Task 2: Far-Field Text-Independent Speaker Verification from single microphone array
Training Data
The same as the training data for task 1.
Development Data
The same as the development data for task 1.
Evaluation Data
The evaluation data includes 80 speakers and each speaker has 3 visits. In each visit, there are multiple text-independent utterances, The recording from two recording devices for each utterance are provided. These two recording devices include one 25cm distance cellphone and one randomly selected microphone arrays (4 channels per array).
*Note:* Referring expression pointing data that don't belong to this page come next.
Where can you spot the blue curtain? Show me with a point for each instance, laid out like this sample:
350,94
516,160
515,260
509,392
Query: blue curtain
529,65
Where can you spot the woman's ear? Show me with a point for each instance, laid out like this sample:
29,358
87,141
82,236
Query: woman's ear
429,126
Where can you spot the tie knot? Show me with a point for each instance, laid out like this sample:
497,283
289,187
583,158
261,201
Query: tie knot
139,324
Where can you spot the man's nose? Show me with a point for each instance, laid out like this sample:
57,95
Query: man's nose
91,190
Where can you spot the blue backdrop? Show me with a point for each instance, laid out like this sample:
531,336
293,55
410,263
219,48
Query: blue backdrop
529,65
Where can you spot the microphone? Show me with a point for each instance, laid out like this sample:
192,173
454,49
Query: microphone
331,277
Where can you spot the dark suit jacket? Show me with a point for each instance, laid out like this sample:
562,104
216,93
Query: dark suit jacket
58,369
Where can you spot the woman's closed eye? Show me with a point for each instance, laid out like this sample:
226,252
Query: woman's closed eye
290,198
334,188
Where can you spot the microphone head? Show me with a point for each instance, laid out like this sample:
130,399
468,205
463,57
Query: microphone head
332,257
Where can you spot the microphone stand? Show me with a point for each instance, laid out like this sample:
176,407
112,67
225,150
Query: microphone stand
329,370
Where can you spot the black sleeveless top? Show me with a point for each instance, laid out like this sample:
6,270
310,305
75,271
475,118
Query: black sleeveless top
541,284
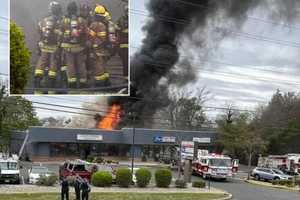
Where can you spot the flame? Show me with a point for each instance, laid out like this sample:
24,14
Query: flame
112,118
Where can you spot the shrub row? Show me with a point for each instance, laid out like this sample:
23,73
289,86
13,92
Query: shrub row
47,180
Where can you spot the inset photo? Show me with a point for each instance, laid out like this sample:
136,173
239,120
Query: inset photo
68,47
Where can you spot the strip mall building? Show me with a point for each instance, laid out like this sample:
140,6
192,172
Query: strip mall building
61,143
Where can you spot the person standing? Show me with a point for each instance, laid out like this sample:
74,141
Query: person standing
98,40
74,46
50,36
64,189
77,185
123,40
86,189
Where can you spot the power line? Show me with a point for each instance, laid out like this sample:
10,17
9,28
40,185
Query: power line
239,34
248,17
224,63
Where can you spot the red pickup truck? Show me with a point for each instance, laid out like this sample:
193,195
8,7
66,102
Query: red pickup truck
73,168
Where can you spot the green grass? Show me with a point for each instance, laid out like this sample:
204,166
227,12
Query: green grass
116,196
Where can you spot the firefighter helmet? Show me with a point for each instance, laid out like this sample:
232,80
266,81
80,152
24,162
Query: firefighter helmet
72,8
55,8
100,10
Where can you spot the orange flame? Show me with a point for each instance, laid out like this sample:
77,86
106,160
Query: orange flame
112,118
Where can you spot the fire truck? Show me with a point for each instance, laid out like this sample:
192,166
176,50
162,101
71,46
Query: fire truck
289,163
214,165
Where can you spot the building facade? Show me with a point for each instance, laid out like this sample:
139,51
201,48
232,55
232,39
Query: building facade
55,143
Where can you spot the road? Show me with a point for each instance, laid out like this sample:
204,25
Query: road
237,187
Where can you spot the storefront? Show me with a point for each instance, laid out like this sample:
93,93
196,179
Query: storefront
66,143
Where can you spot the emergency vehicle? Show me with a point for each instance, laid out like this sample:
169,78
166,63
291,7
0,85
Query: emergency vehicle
214,165
9,169
289,163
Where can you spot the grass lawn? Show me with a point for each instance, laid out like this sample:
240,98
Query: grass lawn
116,196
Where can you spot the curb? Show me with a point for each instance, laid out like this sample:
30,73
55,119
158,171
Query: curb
226,198
273,186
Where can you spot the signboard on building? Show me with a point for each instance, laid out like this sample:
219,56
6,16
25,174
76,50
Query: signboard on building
187,149
165,139
201,140
89,137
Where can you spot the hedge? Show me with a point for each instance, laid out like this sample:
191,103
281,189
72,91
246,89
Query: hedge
163,177
143,177
47,180
198,184
102,179
123,177
180,184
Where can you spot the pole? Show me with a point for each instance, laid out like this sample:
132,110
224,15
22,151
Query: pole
132,150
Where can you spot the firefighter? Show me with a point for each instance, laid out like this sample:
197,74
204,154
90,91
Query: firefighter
64,189
74,46
50,35
123,40
98,40
85,190
77,186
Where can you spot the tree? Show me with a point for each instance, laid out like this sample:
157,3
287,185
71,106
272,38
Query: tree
279,123
19,60
16,113
239,136
185,110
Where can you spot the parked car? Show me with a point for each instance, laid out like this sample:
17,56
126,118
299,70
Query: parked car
36,172
269,174
73,168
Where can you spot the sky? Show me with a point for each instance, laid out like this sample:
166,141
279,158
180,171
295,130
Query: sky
4,12
241,71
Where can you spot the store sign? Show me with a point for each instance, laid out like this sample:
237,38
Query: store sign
187,150
161,139
201,140
90,137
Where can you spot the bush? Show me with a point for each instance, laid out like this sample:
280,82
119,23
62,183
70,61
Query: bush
180,184
123,177
47,180
102,179
143,177
163,177
71,180
199,184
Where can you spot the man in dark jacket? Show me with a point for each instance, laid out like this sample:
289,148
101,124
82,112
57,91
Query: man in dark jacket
85,190
64,189
77,185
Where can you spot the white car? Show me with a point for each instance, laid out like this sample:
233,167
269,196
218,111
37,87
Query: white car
36,172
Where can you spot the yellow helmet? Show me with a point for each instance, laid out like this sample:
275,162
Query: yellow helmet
100,10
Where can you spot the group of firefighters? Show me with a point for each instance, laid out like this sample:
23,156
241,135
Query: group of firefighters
77,46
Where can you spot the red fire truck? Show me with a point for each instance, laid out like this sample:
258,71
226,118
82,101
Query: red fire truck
289,163
214,165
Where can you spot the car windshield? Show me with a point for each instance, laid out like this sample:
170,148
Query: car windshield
39,170
220,162
8,165
276,171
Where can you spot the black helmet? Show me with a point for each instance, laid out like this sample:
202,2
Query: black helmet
55,8
72,8
84,10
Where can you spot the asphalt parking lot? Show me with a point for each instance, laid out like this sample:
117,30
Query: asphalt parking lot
236,186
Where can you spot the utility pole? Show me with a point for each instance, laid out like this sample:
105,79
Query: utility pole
179,161
133,141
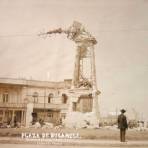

The recording from 25cm distance cellphone will be selected as enrollment and recording from single far-field microphone array will be used for test. For any true trial, the enrollment and the testing utterances are from different visits of the same speaker.
There is no overlapping among the speakers in the evaluation data in task1, task2, and task3.
Task 3: Far-Field Text-Dependent Speaker Verification from distributed microphone arrays
Training Data
The same as the training data for task 1.
Development Data
The same as the development data for task 1.
Evaluation Data
The evaluation data includes 80 speakers and each speaker has 3 visits. In each visit, there are multiple (“ni hao mi ya”) utterances. For each utterance, its corresponding recordings from one 25cm distance cellphone and 2-4 randomly selected microphone arrays are provided. For each microphone array, the selected four microphones are equally distributed along the circle with a random start channel index to simulate the scenarios with unknown array orientation angles. (e.g. channel 0,4,8,12; channel 1,5,9,13; channel 6,10,14,2, etc.)
Recording from 25cm distance cellphone will be selected as enrollment and the recordings from 2-4 randomly selected far-field microphone arrays will be used for test. For any true trial, the enrollment and the testing utterances are from different visits of the same speaker.
There is no overlapping among the speakers in the evaluation data in task1, task2, and task3.